Все эти жанровые традиции преломлены в романе весьма индивидуально, Ю.М. Поляковым создано произведение абсолютно уникальное, неповторимое по своему жанровому облику. Его своеобразие определяется не только сочетанием романного жанра с традициями новеллистики, но и с признаками такой специфической жанровой структуры, как «роман в романе». В данном случае это, правда, не собственно «роман в романе», а скорее «рассказ в романе» – ведь важным композиционным элементом текста является полностью воспроизведенный в нем рассказ Кокотова «Гипсовый трубач». Кроме того, это еще и «сценарий в романе» (точнее, «синопсис в романе»), поскольку внутри целого ряда глава романа (от 38-й до 111-й) приводятся фрагменты синопсиса, создаваемого Кокотовым для якобы планируемого фильма. Более того, весь текст «Гипсового трубача» пронизан фрагментами разных рассказов Кокотова, замыслы которых непроизвольно рождаются в его сознании, развиваются, начинают жить своей собственной жизнью, а потом, не будучи записанными на бумагу, забываются писателем. Как видно из приведенной (пусть и предельно сжатой) характеристики жанровой структуры романа, этот текст отличается сложным и по-настоящему оригинальным внутренним устройством.
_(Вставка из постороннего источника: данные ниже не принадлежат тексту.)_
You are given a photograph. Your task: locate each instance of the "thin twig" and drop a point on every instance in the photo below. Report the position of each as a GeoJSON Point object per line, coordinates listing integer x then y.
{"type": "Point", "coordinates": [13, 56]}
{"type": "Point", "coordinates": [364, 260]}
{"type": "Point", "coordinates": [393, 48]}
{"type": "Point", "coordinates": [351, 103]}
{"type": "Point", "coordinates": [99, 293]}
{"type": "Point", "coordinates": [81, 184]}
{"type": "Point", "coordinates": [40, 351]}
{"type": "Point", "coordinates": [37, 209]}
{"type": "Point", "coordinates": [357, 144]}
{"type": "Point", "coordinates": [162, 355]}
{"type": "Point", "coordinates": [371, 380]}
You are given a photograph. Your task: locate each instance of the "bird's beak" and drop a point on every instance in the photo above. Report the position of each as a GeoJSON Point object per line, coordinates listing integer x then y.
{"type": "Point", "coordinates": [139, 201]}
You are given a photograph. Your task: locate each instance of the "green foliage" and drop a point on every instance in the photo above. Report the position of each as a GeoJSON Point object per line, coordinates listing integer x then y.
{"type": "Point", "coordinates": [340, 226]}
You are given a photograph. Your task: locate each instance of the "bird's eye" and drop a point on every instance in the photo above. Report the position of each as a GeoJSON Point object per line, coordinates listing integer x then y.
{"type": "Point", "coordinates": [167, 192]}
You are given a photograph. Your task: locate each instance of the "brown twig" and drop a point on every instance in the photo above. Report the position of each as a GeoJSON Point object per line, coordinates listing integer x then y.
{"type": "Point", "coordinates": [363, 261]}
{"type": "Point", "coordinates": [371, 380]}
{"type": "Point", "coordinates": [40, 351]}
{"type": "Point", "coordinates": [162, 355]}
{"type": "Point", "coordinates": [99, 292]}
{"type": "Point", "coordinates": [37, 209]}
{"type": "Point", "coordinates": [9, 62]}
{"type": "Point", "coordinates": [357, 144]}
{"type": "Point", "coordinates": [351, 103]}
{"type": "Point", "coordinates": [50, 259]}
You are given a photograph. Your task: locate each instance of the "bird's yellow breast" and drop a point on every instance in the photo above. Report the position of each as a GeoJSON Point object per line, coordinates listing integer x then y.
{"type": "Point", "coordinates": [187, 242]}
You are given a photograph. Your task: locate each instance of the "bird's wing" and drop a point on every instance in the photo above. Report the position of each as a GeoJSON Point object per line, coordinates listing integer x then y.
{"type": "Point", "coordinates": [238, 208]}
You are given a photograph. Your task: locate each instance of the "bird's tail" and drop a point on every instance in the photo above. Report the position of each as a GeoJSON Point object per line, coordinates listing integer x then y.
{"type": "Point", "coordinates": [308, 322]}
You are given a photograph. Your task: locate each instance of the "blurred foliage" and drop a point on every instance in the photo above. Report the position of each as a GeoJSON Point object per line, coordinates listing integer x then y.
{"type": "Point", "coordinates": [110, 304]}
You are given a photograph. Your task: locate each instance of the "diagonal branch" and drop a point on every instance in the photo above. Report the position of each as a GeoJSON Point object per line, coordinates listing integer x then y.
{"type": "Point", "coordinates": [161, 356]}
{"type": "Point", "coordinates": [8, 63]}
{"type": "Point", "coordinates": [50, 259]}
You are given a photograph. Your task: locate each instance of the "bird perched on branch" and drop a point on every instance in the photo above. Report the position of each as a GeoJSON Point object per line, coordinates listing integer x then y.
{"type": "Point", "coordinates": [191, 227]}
Размышляя о теме творчества в романе «Гипсовый трубач», нельзя не затронуть еще один важный аспект. Текст «Гипсового трубача» позволяет не только выявить некую систему взглядов автора на искусство, но и дает возможность читателю взглянуть в творческую лабораторию писателя, понаблюдать за тем, как рождается произведение. О том, что сам автор уделяет этому аспекту своего романа особое значение, говорит и наличие статьи о создании этого текста – «Как я ваял «Гипсового трубача», которая является своеобразным послесловием к нему. Творческая саморефлексия автора находит в этой статье наиболее полное выражение, но осмысление процесса создания художественного текста, наблюдение над рождением, вызреванием и реализацией замысла рассредоточены на протяжении всей книги.
В статье же автор не только делится с читателем историей создания произведения, но и размышляет о принципах творческой работы, рассказывает о том, как пишется роман или повесть, а как, к примеру, создается сценарий.
Оказывается, «сценарий – как бы это точнее выразиться? – набалтывают. Да-да, набалтывают, наговаривают, наборматывают… Первый этап работы – это бесконечные разговоры обо всем на свете, не имеющие никакого отношения к сценарию. Это сооружение словесных химер, конструирование завиральных космогоний и разгадывание смыслов бытия… Не понимаю, как из этой говорильни, разнотемья, напоминающего ирландское рагу, сначала зыбко вырисовывается, а потом вполне зримые формы сценарий, ради которого, собственно, и сошлись заинтересованные стороны. Но он вырисовывается… И тогда мэтр, вздохнув, говорит: «Ну, теперь надо записывать…» […] Когда же текст наконец ложился на бумагу, головокружительное марево словопрений рассевалось, как табачный дым в комнате уснувших картежников, и мне становилось до слез обидно, что никто никогда не узнает, из какой восхитительной пены умнейших мыслей, тонких наблюдений, удивительных историй, острых шуток, рискованных каламбуров, отчаянных откровений рождаются скупые строчки сценария…».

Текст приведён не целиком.